El año pasado cuando Alexia ganó el Balón de Oro hizo un temporadon con números de récords que parecía irrepetible. Esta temporada ella no solo igualó a la Alexia del año pasado sino que la superó por mucho. Alexia Putellas y su arte por superarse día a día pic.twitter.com/jFpbKHh2Sp
— ?le (@fcbele11) October 17, 2022
« J’espère que la prochaine fois que j’aurai à parler, ce sera à nouveau sur le terrain, pour gagner comme je l’aime », a-t-elle d’ailleurs conclu, les larmes aux yeux. Mais si elle aimerait « se sentir de nouveau footballeuse », Alexia fait aussi très bien avancer les choses loin des terrains. Toujours attachée au développement constant du football féminin, la Barcelonaise a profité de son discours pour saluer le travail de la fédération anglaise « pour l’organisation dont elle a fait preuve, pour avoir remporté le championnat d’Europe et pour l’impact qu’elle a sur le football féminin », petit tacle appuyé à sa propre fédération, toujours dans les tourments depuis la dernière trêve.
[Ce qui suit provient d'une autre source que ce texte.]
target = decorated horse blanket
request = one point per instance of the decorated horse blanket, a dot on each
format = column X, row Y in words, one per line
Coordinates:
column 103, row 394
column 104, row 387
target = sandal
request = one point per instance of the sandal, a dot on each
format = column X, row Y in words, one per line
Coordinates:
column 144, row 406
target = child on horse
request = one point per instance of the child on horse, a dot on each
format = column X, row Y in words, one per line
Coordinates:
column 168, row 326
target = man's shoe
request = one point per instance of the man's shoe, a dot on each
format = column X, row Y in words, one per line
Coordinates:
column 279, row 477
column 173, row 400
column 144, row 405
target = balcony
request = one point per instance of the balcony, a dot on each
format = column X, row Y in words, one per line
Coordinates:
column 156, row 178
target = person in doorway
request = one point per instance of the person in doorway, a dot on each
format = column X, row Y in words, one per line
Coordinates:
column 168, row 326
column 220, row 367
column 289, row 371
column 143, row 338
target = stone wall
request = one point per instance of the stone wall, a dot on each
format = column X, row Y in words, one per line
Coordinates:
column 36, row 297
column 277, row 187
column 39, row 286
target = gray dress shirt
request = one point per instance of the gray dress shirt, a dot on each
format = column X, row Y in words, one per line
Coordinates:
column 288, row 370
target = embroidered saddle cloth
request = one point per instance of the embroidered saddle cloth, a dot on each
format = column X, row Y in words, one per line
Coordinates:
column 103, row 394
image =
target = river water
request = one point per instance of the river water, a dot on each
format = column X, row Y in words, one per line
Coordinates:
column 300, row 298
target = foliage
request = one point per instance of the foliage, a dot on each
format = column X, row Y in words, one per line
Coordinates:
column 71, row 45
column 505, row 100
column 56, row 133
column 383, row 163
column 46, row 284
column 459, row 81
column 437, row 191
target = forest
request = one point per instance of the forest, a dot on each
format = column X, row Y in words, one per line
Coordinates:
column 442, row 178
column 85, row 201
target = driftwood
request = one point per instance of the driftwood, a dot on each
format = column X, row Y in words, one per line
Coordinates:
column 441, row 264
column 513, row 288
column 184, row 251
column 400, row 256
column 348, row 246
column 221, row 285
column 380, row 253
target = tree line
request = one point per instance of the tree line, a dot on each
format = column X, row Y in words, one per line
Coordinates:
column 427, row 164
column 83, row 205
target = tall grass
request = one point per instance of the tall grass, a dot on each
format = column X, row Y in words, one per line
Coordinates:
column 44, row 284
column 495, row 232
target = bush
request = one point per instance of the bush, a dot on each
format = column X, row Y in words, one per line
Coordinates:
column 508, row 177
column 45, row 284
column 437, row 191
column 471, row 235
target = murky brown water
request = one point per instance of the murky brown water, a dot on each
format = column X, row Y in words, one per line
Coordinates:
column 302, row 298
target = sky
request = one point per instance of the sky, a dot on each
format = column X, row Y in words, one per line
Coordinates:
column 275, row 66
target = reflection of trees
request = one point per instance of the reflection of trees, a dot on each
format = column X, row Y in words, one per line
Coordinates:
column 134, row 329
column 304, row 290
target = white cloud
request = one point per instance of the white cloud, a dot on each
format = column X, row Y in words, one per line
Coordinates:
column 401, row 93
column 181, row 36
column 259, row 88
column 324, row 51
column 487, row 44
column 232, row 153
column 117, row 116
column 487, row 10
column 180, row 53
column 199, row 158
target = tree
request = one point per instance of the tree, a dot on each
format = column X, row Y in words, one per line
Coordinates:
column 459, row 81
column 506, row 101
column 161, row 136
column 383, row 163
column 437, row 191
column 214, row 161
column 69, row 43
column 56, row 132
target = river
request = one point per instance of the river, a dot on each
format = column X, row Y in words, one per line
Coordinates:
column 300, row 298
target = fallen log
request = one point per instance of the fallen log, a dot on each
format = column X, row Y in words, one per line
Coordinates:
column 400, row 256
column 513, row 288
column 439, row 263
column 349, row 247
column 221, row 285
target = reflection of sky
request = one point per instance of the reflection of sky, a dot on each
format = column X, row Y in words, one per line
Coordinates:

Une situation qui la « rend triste », de son propre aveu, et dont elle ne voulait pas parler en ce jour de gloire, mais autant profiter de la visibilité offerte par l’évènement pour rappeler quelques fondamentaux : « Le sentiment était que nous avions besoin d’opportunités pour jouer. Et maintenant, nous avons besoin de structures professionnelles pour vraiment bien faire notre travail et pour que les fans en profitent. La voie a été trouvée, mais nous devons rattraper de nombreuses années de retard. » Prêchant pour sa paroisse dans son conflit avec la fédération, la désormais double Ballon d’or souhaite que son statut de « privilégiée » dans un club comme le Barça ne soit plus une exception, mais une banalité. Pour que la prochaine à lever cette récompense dorée dans le ciel de Paris n’ait plus à parler d’autre chose que de football.